We investigated the influence of the narcotic anesthetic remifentanil on irreversible myocardial ischemic injury.
New Zealand White rabbits were anesthetized with propofol (0.7–1.8 mg·kg−1·min−1) and then subjected to 30 min regional myocardial ischemia and 3 h reperfusion (CON). Some animals also underwent ischemic preconditioning, elicited by either one (IP1) or two (IP2) cycles of 5 min ischemia and 5 min reperfusion, and/or remifentanil, administered either as a transient infusion mimicking the preconditioning protocol (RP2, 10 μg·kg−1·min−1) or as a continuous infusion (R, 3–10 μg·kg−1·min−1). Rabbits were randomly assigned to experimental groups. Infarct size was assessed with tetrazolium. Results are reported as mean±SD.

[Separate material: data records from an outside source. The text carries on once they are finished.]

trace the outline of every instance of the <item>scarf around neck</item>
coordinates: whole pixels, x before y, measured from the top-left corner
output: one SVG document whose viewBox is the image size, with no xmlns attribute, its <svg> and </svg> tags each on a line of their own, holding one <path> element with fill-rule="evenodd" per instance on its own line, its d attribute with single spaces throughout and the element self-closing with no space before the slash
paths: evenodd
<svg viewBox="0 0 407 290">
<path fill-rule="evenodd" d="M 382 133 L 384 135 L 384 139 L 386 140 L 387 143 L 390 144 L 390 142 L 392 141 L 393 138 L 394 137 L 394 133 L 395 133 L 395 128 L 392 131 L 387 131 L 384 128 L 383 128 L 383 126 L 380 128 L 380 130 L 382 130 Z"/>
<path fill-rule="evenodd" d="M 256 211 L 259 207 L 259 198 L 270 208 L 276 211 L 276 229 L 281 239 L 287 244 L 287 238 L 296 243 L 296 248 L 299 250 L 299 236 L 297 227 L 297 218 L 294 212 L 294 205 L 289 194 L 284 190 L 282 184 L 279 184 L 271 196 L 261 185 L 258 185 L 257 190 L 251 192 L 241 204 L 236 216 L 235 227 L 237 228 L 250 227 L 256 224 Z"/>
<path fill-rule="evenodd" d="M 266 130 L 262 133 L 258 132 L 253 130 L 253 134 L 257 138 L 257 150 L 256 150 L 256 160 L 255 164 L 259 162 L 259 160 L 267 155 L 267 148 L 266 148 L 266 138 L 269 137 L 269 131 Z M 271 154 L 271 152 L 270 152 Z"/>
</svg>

Non-preconditioned infarct size was ∼50% of the area-at-risk (49.6±20.1% CON). Both one and two cycles of ischemic preconditioning markedly reduced infarct size (49.6±20.1% CON versus 18.6±8.6% IP and versus 7.5±7.6% IP2; both p<0.001). Preconditioning with remifentanil modestly reduced infarct size (49.6±20.1% CON versus 29.3±8.5% RP2; p<0.01). However, sustained administration of remifentanil did not provide protection (49.6±20.1% CON versus 43.9±16.2% R), and it attenuated the protection offered by preconditioning (49.6±20.1% CON versus 35.6±20.7% R+IP1, p=NS; and versus 14.5±14.5% R+IP2; p<0.05).
Transient pre-ischemic administration of remifentanil modestly reduces infarct size in propofol-anesthetized rabbits, but continuous administration of remifentanil increases the threshold for ischemic preconditioning-induced infarct limitation.